By Fergal Smith
TORONTO (Reuters) - The Canadian dollar rose to its highest level in more than three weeks against its U.S. counterpart on Friday, and posted its second straight weekly gain as recent volatility in global financial markets continued to subside.
The loonie traded 0.3% higher at 1.2730 to the greenback, or 78.55 U.S. cents, after touching its strongest since May 5 at 1.2729. For the week, the currency was up 0.8%.
"The risk mood is clearly a big driver of the CAD's performance but firm commodities and modestly supportive (interest rate) spreads are perhaps adding to CAD tailwinds," strategists at Scotiabank, including Shaun Osborne, said in a note.
U.S. stock market benchmark the S&P 500 index was set for its best weekly gain since mid-March as upbeat earnings, strength in consumer spending and signs of inflation peaking eased worries about a sharp slowdown in economic growth.
Oil, one of Canada's major exports, was up 0.5% at $114.70 a barrel as signs of a tight market supported prices ahead of the U.S. Memorial Day holiday weekend, the unofficial start of the peak U.S. summer demand season.

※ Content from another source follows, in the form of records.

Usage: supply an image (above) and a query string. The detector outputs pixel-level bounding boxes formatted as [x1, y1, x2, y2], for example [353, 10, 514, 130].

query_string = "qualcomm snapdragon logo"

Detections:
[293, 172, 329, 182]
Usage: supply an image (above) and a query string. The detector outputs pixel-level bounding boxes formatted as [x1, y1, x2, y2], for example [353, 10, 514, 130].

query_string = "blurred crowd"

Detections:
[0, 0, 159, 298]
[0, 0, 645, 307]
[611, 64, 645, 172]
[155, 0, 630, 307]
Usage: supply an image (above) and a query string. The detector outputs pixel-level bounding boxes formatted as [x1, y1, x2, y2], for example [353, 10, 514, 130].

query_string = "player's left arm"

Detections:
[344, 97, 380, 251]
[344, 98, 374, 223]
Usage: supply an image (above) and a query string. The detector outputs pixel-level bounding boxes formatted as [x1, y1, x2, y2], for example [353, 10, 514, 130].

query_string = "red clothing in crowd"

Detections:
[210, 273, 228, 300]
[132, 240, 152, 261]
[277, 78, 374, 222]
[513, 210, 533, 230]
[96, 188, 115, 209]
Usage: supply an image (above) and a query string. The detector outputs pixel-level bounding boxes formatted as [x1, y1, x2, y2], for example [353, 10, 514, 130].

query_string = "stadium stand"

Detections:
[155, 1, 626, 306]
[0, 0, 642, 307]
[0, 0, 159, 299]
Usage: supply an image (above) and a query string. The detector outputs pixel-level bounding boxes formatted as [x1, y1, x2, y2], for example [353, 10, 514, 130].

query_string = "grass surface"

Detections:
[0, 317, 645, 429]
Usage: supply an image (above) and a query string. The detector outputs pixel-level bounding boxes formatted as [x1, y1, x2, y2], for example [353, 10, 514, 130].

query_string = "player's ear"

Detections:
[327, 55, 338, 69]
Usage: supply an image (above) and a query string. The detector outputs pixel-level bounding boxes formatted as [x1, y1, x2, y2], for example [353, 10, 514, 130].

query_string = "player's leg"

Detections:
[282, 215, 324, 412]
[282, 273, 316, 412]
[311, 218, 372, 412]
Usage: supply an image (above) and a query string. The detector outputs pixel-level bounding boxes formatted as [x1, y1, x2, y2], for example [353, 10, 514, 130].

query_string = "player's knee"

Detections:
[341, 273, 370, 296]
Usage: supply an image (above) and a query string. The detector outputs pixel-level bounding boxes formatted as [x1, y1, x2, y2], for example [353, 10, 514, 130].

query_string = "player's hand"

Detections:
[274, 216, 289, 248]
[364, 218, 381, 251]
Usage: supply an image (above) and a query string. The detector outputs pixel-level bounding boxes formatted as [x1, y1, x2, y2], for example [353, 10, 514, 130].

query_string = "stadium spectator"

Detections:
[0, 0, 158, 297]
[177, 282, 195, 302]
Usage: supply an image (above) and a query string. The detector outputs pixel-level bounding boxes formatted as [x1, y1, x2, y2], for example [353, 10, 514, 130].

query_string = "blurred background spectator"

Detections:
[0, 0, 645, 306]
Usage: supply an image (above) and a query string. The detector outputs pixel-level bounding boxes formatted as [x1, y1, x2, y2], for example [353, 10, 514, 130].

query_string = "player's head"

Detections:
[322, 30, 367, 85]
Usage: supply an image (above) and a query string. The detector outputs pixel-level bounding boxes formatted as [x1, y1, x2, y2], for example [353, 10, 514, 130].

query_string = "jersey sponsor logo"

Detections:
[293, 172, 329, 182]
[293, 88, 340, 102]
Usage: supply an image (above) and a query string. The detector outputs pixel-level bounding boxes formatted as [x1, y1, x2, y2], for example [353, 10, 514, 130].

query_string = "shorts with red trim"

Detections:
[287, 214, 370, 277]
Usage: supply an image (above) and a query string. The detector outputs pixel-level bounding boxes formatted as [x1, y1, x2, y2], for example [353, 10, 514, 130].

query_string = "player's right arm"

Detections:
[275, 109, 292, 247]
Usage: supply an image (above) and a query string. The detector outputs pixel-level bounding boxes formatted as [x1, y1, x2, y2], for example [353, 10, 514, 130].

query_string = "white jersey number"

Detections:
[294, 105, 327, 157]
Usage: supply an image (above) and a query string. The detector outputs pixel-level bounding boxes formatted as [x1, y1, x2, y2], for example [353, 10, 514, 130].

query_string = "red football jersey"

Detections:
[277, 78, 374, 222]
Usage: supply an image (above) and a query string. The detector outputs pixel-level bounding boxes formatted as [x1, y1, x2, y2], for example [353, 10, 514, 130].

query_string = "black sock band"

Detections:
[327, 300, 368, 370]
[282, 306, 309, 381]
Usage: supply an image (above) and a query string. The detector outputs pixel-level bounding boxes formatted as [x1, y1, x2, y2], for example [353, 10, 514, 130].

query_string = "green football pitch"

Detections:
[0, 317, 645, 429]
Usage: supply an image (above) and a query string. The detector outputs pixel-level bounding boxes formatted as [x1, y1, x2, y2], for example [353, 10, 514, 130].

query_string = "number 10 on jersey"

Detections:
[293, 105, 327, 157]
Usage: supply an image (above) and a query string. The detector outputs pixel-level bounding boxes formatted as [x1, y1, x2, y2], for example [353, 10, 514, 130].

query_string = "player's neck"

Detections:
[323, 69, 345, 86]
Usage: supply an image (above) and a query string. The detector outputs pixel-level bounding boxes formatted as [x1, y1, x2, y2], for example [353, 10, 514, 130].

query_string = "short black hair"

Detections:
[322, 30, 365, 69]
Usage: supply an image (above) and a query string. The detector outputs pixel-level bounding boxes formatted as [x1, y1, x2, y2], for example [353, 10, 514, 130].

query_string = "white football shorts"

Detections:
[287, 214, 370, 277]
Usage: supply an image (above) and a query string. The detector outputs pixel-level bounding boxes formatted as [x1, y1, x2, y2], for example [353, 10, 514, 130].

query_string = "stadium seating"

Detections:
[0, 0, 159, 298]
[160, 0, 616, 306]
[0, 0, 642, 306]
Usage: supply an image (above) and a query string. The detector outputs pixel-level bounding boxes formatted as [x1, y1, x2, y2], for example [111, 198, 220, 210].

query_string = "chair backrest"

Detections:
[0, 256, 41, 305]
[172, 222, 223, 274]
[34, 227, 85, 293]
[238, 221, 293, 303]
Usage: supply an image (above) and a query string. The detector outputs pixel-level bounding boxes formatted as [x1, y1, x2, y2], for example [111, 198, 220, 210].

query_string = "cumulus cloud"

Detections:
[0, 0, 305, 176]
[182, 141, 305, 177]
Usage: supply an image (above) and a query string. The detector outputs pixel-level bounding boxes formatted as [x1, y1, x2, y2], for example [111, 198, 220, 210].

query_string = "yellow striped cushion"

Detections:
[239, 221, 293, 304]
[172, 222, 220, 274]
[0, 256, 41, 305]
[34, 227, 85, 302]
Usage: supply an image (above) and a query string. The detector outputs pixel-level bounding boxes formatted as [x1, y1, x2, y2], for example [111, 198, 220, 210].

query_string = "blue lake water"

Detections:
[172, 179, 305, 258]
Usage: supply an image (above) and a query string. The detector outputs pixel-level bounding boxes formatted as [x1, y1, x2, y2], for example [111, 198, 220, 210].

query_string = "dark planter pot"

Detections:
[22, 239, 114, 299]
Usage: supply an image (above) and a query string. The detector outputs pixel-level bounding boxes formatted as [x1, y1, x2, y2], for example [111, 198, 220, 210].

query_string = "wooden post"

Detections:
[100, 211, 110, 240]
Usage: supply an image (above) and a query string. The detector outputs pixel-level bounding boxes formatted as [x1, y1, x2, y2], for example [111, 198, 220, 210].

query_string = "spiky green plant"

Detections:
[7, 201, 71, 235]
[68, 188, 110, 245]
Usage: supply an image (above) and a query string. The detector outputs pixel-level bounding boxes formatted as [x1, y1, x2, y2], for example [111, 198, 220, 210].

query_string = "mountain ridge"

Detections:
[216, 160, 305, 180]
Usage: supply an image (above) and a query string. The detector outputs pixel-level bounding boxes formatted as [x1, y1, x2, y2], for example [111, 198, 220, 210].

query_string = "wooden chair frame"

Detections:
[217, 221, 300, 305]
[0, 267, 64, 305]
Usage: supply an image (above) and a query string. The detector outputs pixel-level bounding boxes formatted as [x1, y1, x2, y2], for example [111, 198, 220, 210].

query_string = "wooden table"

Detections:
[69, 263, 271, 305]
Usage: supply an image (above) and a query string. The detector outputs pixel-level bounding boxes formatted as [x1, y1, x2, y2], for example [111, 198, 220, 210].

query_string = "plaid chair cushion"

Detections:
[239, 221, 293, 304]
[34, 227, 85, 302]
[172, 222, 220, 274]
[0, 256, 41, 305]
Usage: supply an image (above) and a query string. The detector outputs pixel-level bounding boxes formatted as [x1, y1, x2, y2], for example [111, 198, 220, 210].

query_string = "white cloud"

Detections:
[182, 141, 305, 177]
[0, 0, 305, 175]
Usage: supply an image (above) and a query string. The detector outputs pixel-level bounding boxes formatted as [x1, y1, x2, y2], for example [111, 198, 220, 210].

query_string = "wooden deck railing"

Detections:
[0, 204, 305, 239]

Gains for the loonie came ahead of a Bank of Canada interest rate decision next Wednesday. The central bank is expected to hike by half a percentage point for a second straight meeting to tackle soaring inflation.
Canadian government bond yields were mixed across the curve. The 10-year was little changed at 2.793%, after touching a four-week low of 2.743% on Wednesday.